Dmitri Shostakovitch (1906-1975) foi o maior compositor russo do século XX. Sua prolífica obra abrange trilhas sonoras de filmes, óperas, peças de jazz, concertos para piano e 15 sinfonias. Duas destas, a Quinta e a Sétima, além de notáveis qualidades estéticas, têm também interesse histórico e político. São excelentes críticas ao totalitarismo, feitas por um homem que conheceu na pele o terror de dois regimes brutais: o stalinismo e o nazismo.

Shostakovitch aderiu entusiasticamente à revolução socialista, ainda bem jovem, como vários intelectuais e artistas da época, tais como o poeta Maiakovski, o escritor Gorki, o cineasta Eisenstein, o médico Pavlov e o pioneiro da exploração espacial Tsiolkovski. E também como muitos destes, se decepcionou profundamente com os rumos que a União Soviética tomou com a ascensão de Iosif Stalin, principalmente a partir da década de 30: repressão, censura, campos de trabalhos forçados, eliminação de qualquer forma de oposição ou contestação, culminando com o extermínio de todos os principais participantes da revolução socialista de 1917.
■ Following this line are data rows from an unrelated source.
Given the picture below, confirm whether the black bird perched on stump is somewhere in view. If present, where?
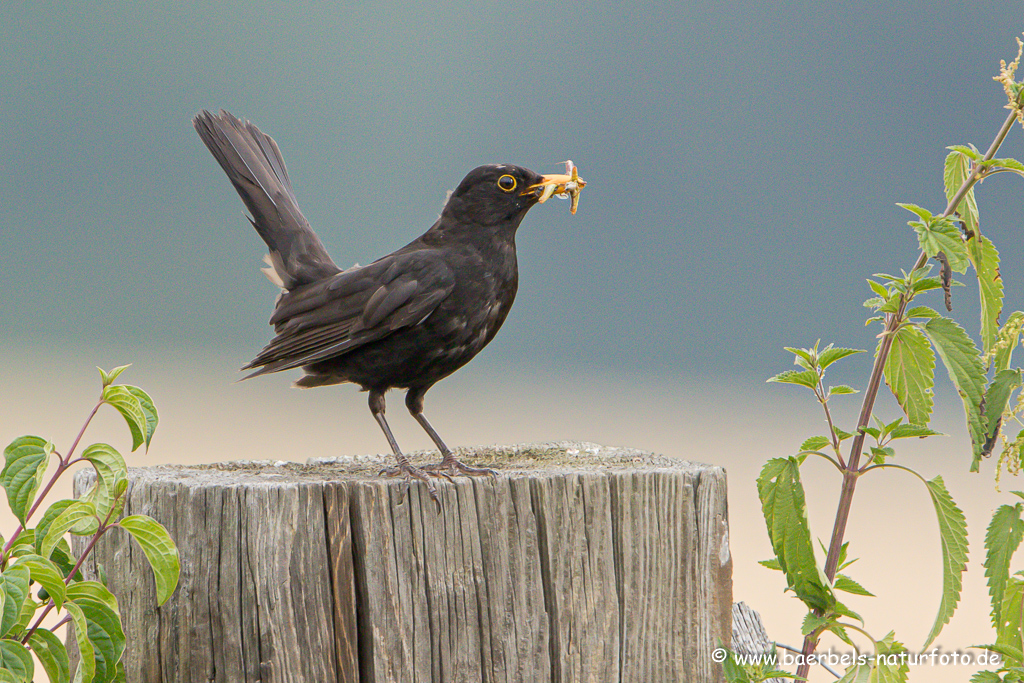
[193,112,586,501]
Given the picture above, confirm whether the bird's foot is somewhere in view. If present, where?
[423,453,498,479]
[380,461,452,512]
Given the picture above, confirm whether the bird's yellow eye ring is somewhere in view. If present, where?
[498,173,519,193]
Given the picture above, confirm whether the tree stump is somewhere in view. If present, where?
[75,442,732,683]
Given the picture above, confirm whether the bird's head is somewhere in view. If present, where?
[441,162,587,229]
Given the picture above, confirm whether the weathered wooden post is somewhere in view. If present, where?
[76,443,732,683]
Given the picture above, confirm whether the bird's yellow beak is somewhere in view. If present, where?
[526,160,587,214]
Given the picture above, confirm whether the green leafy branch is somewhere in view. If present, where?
[733,41,1024,681]
[0,366,180,683]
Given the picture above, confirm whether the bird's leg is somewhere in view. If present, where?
[370,389,440,508]
[406,389,498,476]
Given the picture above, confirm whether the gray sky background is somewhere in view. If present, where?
[6,5,1024,681]
[0,1,1024,380]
O próprio Shostakovitch quase se tornou uma dessas vítimas: em 1934, sua ópera "Lady Macbeth do Distrito de Mtsensk" desagradou a Stalin, o que levou o compositor a ser atacado por toda a critica musical, e isso provavelmente seria um pretexto inicial para que fosse acusado, como tantos outros, de "contra-revolucionário" ou "trotskista". Shostakovitch mantinha então constantemente uma pequena valise, com roupas, documentos e outros objetos necessários, caso aparecesse a polícia política para prendê-lo, o que poderia dar-se a qualquer momento. Não abandonou, porém, suas composições.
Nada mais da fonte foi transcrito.